What we call the sparse data problem is an issue found in a large number of databases and historian products, except for those specifically built for the industrial and process market.

This problem is seen when a database or other recording system is capturing sparse data – data that is spread out over time, either because of resolution or simply because not many changes are happening.

Many sources of data can’t ‘read between the lines’ to tell you what the values were at a specific time.

An Example

Let’s take a look at an example.

We’re recording a number of measurements from a piece of equipment. These measurements are being captured every 60 seconds.
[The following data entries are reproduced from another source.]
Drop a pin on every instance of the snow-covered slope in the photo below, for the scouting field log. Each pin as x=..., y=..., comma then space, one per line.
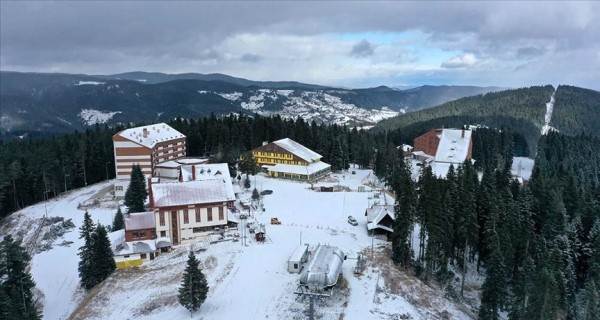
x=246, y=282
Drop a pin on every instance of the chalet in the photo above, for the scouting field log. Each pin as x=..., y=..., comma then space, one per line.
x=380, y=219
x=447, y=147
x=198, y=202
x=286, y=158
x=138, y=242
x=145, y=146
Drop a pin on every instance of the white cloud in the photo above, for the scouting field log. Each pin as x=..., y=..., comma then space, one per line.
x=460, y=61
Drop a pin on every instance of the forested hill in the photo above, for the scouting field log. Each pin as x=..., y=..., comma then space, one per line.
x=576, y=111
x=53, y=103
If we have a recording at 10:00 and one at 10:01, what happens when we ask for data at 10:00:30?

Historical sources that have solved the sparse data problem will give you values – either by interpolating, forward or back-filling data as required.

Many others will quite literally give you nothing. This means ARDIs drivers will have to make special, customised and sometimes inefficient queries to fill in the gaps, resulting in slower-than-ideal query times.

Products

Most relational databases like MSSQL, MySQL, PostGRESQL etc. suffer from this problem. They are also very poor with high-resolution time-series data and should be avoided where possible.

Industrial historians such as Aveva PI, IBA, IP21 and eDNA all work well with sparse data.

The super-fast open-source time-series historian InfluxDB does not do well with sparse data, even though it’s a long-standing feature request. But the alternative Prometheus database works well.